Der Antragsteller verweist zwar darauf, die vorhandene Verbindungstür zwischen seiner Spielhalle "F" und seinem Gaststättenbetrieb "D" verfüge über keinen Griff zum Öffnen der Türe, sodass diese nach ihrem Öffnen sofort wieder ins Schloss falle und sich verschließe, ferner sei sie zum Zwecke des Sichtschutzes mit Folie beklebt, weshalb ein "Wandern" zwischen den beiden Betrieben einem Besucher faktisch nicht möglich sei.
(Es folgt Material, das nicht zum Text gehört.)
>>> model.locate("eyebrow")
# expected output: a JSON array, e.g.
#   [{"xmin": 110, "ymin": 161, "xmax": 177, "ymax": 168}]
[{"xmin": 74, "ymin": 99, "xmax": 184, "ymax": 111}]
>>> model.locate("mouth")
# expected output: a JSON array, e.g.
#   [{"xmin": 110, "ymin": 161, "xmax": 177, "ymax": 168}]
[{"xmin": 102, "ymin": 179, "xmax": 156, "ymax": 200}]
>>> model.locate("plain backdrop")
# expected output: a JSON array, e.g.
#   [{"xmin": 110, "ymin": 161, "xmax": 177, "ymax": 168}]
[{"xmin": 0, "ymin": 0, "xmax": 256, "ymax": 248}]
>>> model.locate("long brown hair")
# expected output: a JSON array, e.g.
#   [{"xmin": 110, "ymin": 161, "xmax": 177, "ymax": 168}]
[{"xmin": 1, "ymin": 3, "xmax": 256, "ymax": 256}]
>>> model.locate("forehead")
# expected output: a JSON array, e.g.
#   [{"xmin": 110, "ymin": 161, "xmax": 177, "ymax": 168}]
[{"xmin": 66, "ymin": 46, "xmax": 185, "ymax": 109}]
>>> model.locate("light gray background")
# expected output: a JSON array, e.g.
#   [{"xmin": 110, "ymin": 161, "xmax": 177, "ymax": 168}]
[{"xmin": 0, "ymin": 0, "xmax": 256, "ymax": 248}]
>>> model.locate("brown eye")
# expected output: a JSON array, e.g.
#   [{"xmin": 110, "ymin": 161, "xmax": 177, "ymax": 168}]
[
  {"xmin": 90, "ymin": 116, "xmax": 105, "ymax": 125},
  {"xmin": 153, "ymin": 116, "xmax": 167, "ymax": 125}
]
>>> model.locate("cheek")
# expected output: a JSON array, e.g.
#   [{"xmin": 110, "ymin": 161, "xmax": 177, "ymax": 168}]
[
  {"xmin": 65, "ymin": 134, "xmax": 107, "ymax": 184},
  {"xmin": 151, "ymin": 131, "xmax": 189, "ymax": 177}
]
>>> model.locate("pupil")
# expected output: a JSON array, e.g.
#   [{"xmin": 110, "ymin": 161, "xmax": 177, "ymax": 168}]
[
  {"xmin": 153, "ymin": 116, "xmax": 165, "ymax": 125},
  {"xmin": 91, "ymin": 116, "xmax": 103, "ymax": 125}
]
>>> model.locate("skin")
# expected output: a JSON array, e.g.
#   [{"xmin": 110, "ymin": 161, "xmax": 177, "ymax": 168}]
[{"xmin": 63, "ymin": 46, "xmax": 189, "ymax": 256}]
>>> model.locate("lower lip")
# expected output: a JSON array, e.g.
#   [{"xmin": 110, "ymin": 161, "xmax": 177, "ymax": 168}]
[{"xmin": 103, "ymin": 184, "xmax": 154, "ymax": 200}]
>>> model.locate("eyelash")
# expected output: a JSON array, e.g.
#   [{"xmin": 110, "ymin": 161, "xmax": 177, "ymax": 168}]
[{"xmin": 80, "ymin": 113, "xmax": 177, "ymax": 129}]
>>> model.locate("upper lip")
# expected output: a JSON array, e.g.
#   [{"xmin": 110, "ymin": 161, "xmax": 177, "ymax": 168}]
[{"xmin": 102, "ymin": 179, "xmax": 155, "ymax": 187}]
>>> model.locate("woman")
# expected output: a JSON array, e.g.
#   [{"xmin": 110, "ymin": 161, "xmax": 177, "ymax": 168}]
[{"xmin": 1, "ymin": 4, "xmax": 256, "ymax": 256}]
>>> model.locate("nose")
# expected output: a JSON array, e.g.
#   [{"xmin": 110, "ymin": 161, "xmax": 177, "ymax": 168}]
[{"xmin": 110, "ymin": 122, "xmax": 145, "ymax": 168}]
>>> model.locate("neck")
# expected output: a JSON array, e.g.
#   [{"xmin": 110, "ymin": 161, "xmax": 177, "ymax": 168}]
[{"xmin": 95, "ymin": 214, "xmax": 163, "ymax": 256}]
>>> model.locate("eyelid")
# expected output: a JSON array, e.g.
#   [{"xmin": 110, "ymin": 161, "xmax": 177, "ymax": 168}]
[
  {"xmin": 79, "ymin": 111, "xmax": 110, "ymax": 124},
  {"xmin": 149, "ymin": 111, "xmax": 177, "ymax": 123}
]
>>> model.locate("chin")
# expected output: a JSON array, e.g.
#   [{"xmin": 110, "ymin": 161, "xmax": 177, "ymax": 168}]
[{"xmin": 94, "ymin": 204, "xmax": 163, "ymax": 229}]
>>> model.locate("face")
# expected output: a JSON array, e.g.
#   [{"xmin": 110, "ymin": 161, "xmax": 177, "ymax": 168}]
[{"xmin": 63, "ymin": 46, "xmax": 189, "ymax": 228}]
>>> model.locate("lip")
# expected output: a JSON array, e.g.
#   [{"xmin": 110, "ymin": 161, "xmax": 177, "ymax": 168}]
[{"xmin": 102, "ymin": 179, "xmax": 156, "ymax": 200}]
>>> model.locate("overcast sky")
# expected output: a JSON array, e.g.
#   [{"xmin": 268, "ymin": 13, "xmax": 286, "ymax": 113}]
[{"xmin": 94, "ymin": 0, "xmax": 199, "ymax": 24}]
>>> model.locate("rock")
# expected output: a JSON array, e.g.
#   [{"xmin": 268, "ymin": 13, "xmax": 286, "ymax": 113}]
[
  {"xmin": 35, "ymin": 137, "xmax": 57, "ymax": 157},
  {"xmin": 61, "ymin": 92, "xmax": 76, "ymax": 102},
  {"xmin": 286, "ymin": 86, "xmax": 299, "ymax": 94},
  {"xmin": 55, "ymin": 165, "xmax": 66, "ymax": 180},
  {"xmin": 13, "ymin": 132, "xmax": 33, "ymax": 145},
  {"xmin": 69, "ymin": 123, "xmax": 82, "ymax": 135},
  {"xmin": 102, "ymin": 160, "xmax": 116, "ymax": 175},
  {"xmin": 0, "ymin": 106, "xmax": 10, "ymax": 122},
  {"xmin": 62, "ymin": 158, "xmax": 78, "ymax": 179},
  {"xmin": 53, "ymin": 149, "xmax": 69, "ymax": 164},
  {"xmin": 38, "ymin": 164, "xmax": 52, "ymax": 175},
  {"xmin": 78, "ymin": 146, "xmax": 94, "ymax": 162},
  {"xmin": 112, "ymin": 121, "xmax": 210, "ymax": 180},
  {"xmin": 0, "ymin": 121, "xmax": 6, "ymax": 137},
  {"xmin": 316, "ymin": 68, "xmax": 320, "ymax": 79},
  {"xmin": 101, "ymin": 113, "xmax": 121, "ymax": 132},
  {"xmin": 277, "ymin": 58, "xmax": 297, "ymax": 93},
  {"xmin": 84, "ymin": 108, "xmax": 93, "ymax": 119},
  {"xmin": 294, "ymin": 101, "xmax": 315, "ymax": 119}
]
Die Kammer hält dies aber nicht für eine hinreichende Abgrenzung der beiden mit Spielapparaten versehenen Räumlichkeiten. Eine solche Abgrenzung liegt nur vor, wenn jede Möglichkeit baulich ausgeschlossen ist, die verschiedenen Räumlichkeiten durch eine Verbindungstür aufzusuchen. Im vorliegenden Fall ist schon nicht ausgeschlossen, dass ein Besucher zusammen mit dem Personal von einer Gaststätte durch die fragliche Tür in den Nachbarraum gelangt.

Die Kosten des Verfahrens hat der Antragsteller zu tragen, da er unterlegen ist (§ 154 Abs. 1 VwGO). Die Streitwertfestsetzung hat ihre Grundlage in den §§ 52, 53 GKG.